Macron vient d’annoncer un nouveau service militaire pour enrégimenter la jeunesse.
Dès janvier, l’armée recrutera 3 000 jeunes pour rejoindre ce service pour l’été 2026, puis 10 000 jeunes par an dans les trois prochaines années, et jusqu’à 50 000 d’ici 2035.
Le service durera 10 mois, dont neuf mois au sein d’une unité militaire, « où ils effectueront les mêmes missions que l’armée d’active sur le territoire national », « à tous les postes, du terrain à l’état-major ».
La Journée défense et citoyenneté deviendrait Journée de Mobilisation obligatoire à destination de tous les jeunes de 18 et 19 ans.
« En cas de crise majeure, le Parlement pourra autoriser de faire appel, au-delà des seuls volontaires, à ceux dont les compétences auront été repérées durant cette journée, alors le service national deviendrait obligatoire ».
« Un modèle hybride d’armée va apparaître, rassemblant des jeunes du service national, des réservistes et l’armée d’active ». Ce modèle sera « prêt à toutes les bascules », c’est-à-dire à la guerre.
Ce plan sera financé par une rallonge de 2 milliards ajoutée aux 6,7 milliards de hausse supplémentaire au budget militaire 2026.
S’y ajoute : un allongement de la durée des classes spéciales « défense et sécurité globale » passant d’un an à trois ans, une incitation à « effectuer les stages de seconde dans les armées », des services civiques qui « joueront un rôle clé dans la mobilisation non militaire de la Nation ».
Le « nouveau service militaire » (volontaire aujourd’hui, prêt à devenir obligatoire demain), c’est la militarisation de la jeunesse, c’est la préparation de la guerre.
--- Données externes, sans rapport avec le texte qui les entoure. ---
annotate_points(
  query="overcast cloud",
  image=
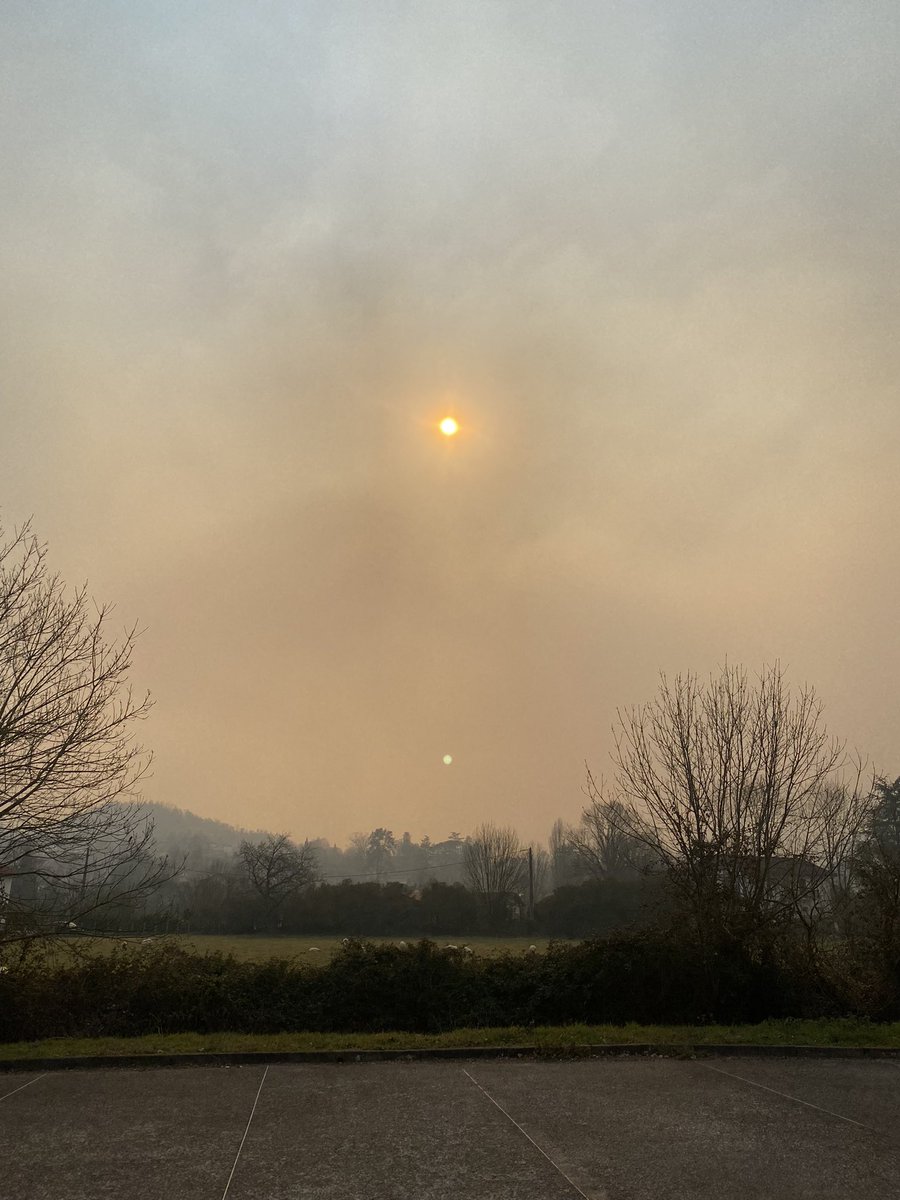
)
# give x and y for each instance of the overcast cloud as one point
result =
(647, 253)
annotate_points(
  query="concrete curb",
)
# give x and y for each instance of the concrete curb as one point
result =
(245, 1059)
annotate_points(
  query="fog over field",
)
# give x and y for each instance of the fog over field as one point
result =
(646, 255)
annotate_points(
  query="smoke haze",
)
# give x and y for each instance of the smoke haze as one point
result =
(646, 255)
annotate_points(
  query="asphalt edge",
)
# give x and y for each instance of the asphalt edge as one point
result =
(646, 1049)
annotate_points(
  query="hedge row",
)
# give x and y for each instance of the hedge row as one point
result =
(370, 987)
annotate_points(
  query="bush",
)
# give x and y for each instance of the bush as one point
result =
(651, 978)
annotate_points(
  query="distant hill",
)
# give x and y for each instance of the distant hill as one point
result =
(203, 839)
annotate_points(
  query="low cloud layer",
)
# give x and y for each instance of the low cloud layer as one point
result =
(646, 255)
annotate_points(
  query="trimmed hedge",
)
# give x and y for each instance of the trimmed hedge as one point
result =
(371, 987)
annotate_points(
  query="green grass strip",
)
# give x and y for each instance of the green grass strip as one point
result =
(847, 1032)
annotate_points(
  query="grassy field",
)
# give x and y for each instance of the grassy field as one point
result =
(256, 948)
(550, 1038)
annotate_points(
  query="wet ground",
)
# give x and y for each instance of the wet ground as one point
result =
(604, 1129)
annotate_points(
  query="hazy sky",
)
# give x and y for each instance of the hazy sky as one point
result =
(646, 252)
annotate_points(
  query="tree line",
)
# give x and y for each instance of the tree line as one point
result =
(731, 813)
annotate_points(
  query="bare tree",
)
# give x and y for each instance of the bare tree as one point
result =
(604, 841)
(69, 843)
(738, 790)
(495, 867)
(276, 869)
(564, 863)
(381, 847)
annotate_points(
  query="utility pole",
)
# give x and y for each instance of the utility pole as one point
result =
(531, 883)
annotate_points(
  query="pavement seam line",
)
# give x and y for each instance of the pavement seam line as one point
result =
(525, 1132)
(250, 1119)
(21, 1087)
(786, 1096)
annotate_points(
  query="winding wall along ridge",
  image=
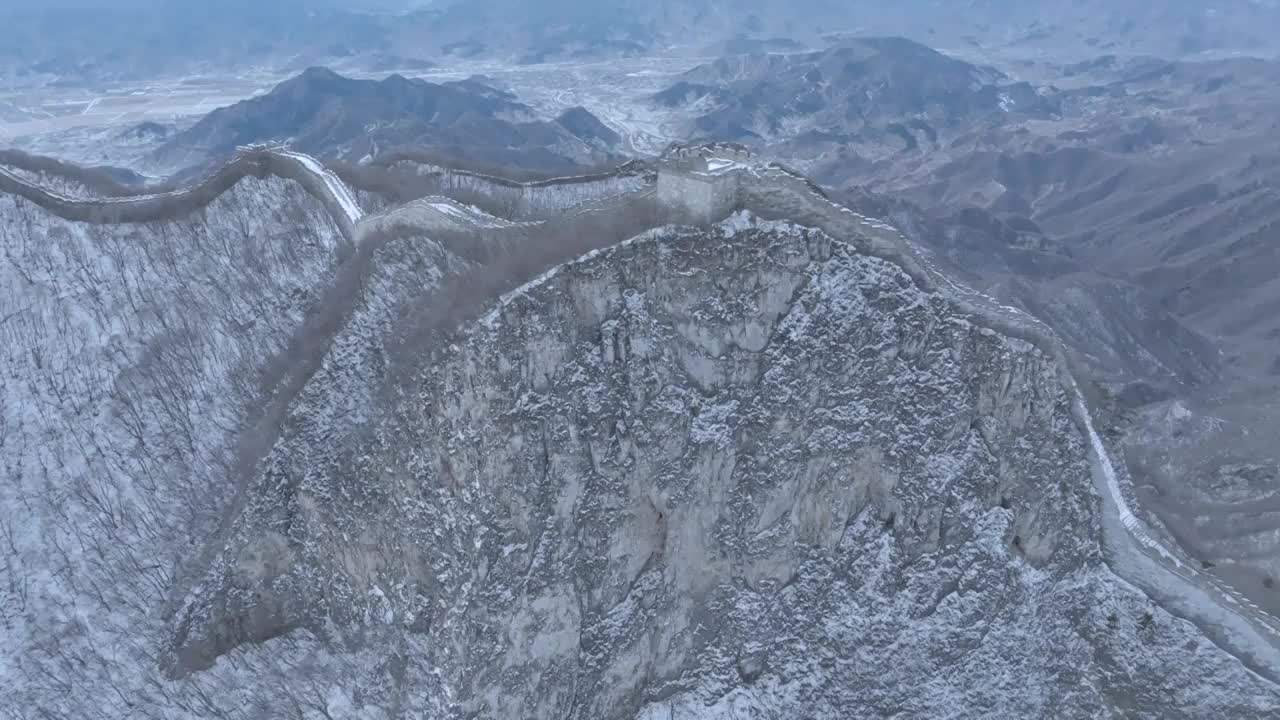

Le chef d’état-major des Armées, le général Mandon, avait appelé à « accepter de perdre nos enfants ». Macron fait un pas de plus pour engager le pays dans la guerre impérialiste.
Il revient au mouvement ouvrier et démocratique d’opposer à ce projet l’unité des travailleurs et de la jeunesse dans un front uni contre la marche à la guerre et la militarisation. Le Parti des travailleurs exige le retrait du projet Macron.